Il ne s’agit pas de comptabiliser les parlementaires selon la couleur de leur peau ou l’origine de leur nom. Mais comment ne pas être frappé par la différence qui s’est accentuée entre le visage de la France et celui de ses représentants ? Introduire davantage de proportionnelle, sans nuire à l’efficacité de notre système démocratique, est d’évidence une solution. Bien sûr, je mesure les conséquences d’un tel changement : davantage d’élus du Front national entreraient sans doute au Parlement. Mais comment peut-on justifier que presque 30 % des électeurs déclarent voter pour ce parti et que le Front national n’ait que très peu de représentants ? Ce qu’il faut, c’est combattre ses idées plutôt que de l’empêcher d’être représenté.
Nous prendrons garde cependant à ne pas passer d’un défaut à un autre. D’abord je crois profondément que les Français se soucient moins de représentation que d’action. Ils demandent aux hommes politiques d’être efficaces, voilà tout. C’est à nous de les convaincre que le renouvellement du monde politique y aidera. Et c’est aussi pour cela que nous devrons veiller à ce que toute réforme du mode de scrutin n’affaiblisse pas notre efficacité, favorise un vrai renouvellement et non les acteurs dévoués aux partis et aux structures.
Pour renouveler la classe politique, le non-cumul des mandats est aussi une voie. On le sait, dès 2017, la loi actuelle interdira de cumuler une fonction de député ou de sénateur et un mandat exécutif local. C’est une bonne chose, même si à mes yeux le non-cumul des indemnités eut été suffisant et que la question de permettre une représentation des territoires au Sénat doit être posée. Mais cela ne permet pas d’encourager suffisamment le renouvellement. C’est pourquoi je suis favorable au non-cumul des mandats de parlementaires dans le temps. Le but n’est pas de sanctionner les élus qui ont de l’expérience : car la politique, comme tout le reste, nécessite un savoir-faire et des compétences. Toutefois, quand la politique n’est plus une mission mais une profession, les responsables politiques ne sont plus des engagés mais des intéressés.

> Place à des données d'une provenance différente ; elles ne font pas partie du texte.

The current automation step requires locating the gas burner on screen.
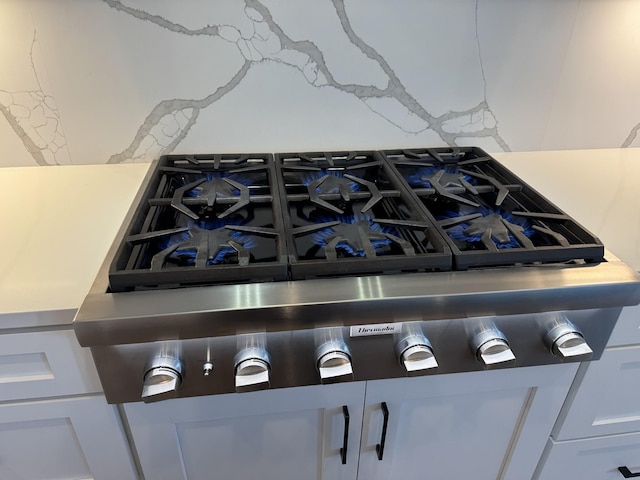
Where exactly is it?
[382,147,604,270]
[294,214,408,260]
[439,207,535,251]
[171,172,251,220]
[307,170,382,214]
[151,219,256,270]
[109,154,288,291]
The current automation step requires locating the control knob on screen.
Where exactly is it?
[471,325,516,369]
[396,332,438,374]
[544,316,593,361]
[142,356,184,403]
[316,340,353,383]
[234,347,271,392]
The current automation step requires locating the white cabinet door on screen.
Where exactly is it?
[534,433,640,480]
[0,329,102,401]
[0,396,137,480]
[554,346,640,440]
[125,382,365,480]
[607,305,640,347]
[359,364,577,480]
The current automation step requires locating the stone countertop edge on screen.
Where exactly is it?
[0,148,640,330]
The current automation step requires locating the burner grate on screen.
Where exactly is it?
[275,151,451,279]
[382,147,604,270]
[109,154,288,291]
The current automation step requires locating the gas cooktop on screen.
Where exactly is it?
[109,147,604,292]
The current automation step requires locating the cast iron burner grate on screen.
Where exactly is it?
[109,154,288,291]
[275,152,451,279]
[382,147,604,270]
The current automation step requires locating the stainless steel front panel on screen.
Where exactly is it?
[91,308,620,403]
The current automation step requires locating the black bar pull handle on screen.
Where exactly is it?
[340,405,349,465]
[376,402,389,460]
[618,467,640,478]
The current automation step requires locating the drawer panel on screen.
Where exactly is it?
[553,346,640,440]
[607,305,640,347]
[0,329,102,401]
[534,433,640,480]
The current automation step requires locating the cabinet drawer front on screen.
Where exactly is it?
[534,433,640,480]
[554,346,640,440]
[0,330,102,401]
[0,395,136,480]
[607,305,640,347]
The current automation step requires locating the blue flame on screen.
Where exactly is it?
[159,218,256,265]
[313,213,398,257]
[405,165,475,188]
[301,170,360,193]
[436,206,535,249]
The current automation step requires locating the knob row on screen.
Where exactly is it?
[142,319,592,402]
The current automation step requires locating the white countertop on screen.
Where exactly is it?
[0,149,640,328]
[0,164,149,328]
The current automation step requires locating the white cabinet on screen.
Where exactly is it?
[0,329,102,401]
[534,306,640,480]
[0,396,136,480]
[554,345,640,440]
[359,364,577,480]
[125,364,577,480]
[537,433,640,480]
[125,382,365,480]
[0,326,137,480]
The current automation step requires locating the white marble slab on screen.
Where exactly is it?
[0,148,640,328]
[494,148,640,271]
[0,164,149,318]
[0,0,640,166]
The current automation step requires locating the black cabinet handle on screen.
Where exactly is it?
[618,467,640,478]
[340,405,349,465]
[376,402,389,460]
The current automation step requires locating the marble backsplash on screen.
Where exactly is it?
[0,0,640,166]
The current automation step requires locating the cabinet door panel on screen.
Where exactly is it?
[554,346,640,440]
[0,396,136,480]
[0,330,102,401]
[359,365,577,480]
[534,433,640,480]
[125,383,364,480]
[607,305,640,347]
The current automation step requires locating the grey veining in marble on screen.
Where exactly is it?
[103,0,509,163]
[0,30,68,165]
[0,0,640,166]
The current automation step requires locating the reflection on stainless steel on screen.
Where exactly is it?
[75,256,640,346]
[74,149,640,403]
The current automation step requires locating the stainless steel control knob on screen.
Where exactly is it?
[316,340,353,383]
[471,327,516,369]
[234,347,271,392]
[544,318,593,361]
[396,333,438,374]
[142,356,184,403]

Pour que la politique serve de nouveau les Français, je crois plus à l’engagement qu’aux interdits. L’enjeu est moins d’empêcher les élus de le rester que d’encourager de nouvelles personnes à se lancer, en particulier ceux qui ne sont ni fonctionnaires, ni collaborateurs d’élus ou salariés d’un parti, ni professionnels libéraux. Et c’est pourquoi, il faut surtout s’occuper de ce qu’il se passe avant d’être élu, et travailler directement avec les représentants des salariés et des employeurs pour accompagner ceux qui prennent des risques, ceux qui font campagne, ceux qui veulent s’engager pour notre pays !
Plusieurs entreprises ont mis en place des organisations qui permettent à leurs salariés d’aller se présenter aux élections – Michelin par exemple – et, s’ils sont élus, de pouvoir retrouver leur poste à la fin du mandat avec le même avancement que s’ils étaient restés dans l’entreprise.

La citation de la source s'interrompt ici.